Lorsque Evan entendit le bruit d'un transplanage dans le salon, il se leva précipitamment de son matelas, réveillant Nina qui dormait sur son lit.

Nina : Un problème ?

Evan : J'ai entendu un bruit.

Elle se leva et sortit sa baguette. Il la suivit et ils sortirent discrètement de la chambre. Il passèrent devant la chambre de Morgane et vérifièrent qu'il n'y ait aucun problème. Ils descendirent ensuite les escaliers, aux aguets, jusqu'à ce qu'Evan reconnaisse la voix de sa mère.

Evan : Maman ?

Elizabeth passa sa tête pour regarder les escaliers et trouva son fils et une fille brune dans l'escalier, la regardant avec curiosité.

Elizabeth : Oh je croyait que tu dormait. Et tu doit être...

Nina : Nina Finnigan madame, enchantée.

Elizabeth : Oh ? La fameuse Nina ? Appelle moi Elizabeth.

Evan rougit furieusement tandis que Nina rigola nerveusement.

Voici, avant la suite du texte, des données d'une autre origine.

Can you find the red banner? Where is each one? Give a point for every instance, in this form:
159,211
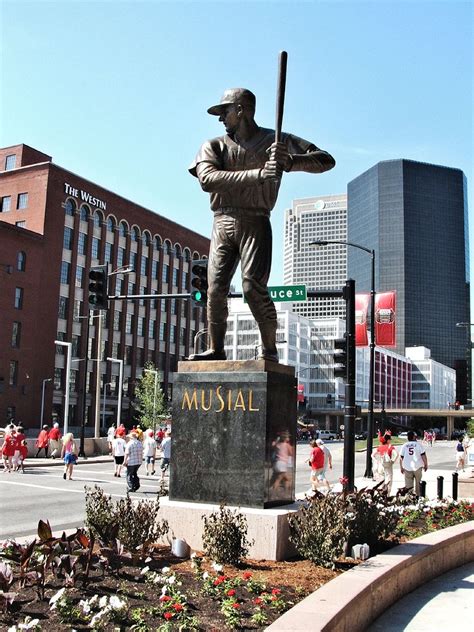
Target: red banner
385,334
362,306
300,396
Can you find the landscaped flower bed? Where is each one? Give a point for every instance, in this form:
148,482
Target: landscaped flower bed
114,576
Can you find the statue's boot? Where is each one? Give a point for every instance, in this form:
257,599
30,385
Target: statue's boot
268,335
216,350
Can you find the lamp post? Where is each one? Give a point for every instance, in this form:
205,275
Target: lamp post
48,379
370,415
119,400
155,373
68,345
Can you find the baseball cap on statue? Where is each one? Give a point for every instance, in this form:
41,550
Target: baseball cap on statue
231,96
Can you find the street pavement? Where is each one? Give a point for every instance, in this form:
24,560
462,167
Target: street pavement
41,493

Kat' : Maman tu les gêne...

Elle apparut derrière sa mère, le sourire aux lèvres, un pansement au dessus de l'œil gauche.

Evan n'eut pas le temps de comprendre que Nina sauta dans les bras de son amie.

Nina : Oh mon dieu tu vas bien ?!

Kat' : Oui, c'est juste une blessure superficielle.

Elle fit ensuite un câlin à son frère, qui soupira de soulagement.

Evan : J'ai eu tellement peur, je suis vraiment désolé j'aurait du vous sauver...

Kat' : Arrête Evan; dit pas n'importe quoi, on est plus forte que toi !

Nina : Attend, ou est Serah ?

Elizabeth : St Mangouste, elle était un peu plus blessée à la cuisse et au bras. Griffin devrait me tenir au courant dans la soirée. Mais elle va s'en tirer.

Evan hocha la tête et partit en direction de la cuisine.

Evan : Je suis tellement soulagé... Ne bougez pas je prépare à manger !

Kat' : Dit donc frérot, je viens d'échapper à la mort, tu pourrait éviter de vouloir m'achever ?

Elle partit en courant devant le regard noir de son frère, tandis que Nina et Elizabeth rigolait.

Kat' monta à l'étage réveiller Morgane qui la serra tellement fort dans ses bras malgré sa petite taille.

Elles descendirent lorsque Evan appela à table.

Tout le monde mangea en bas, parlant de tout et de rien, soulager d'avoir retrouver tout le monde sain et sauf.

Plus tard, Elizabeth reçut un message de Griffin, disant que la jeune fille allait bien, et pourrait sortir dans les prochains jours.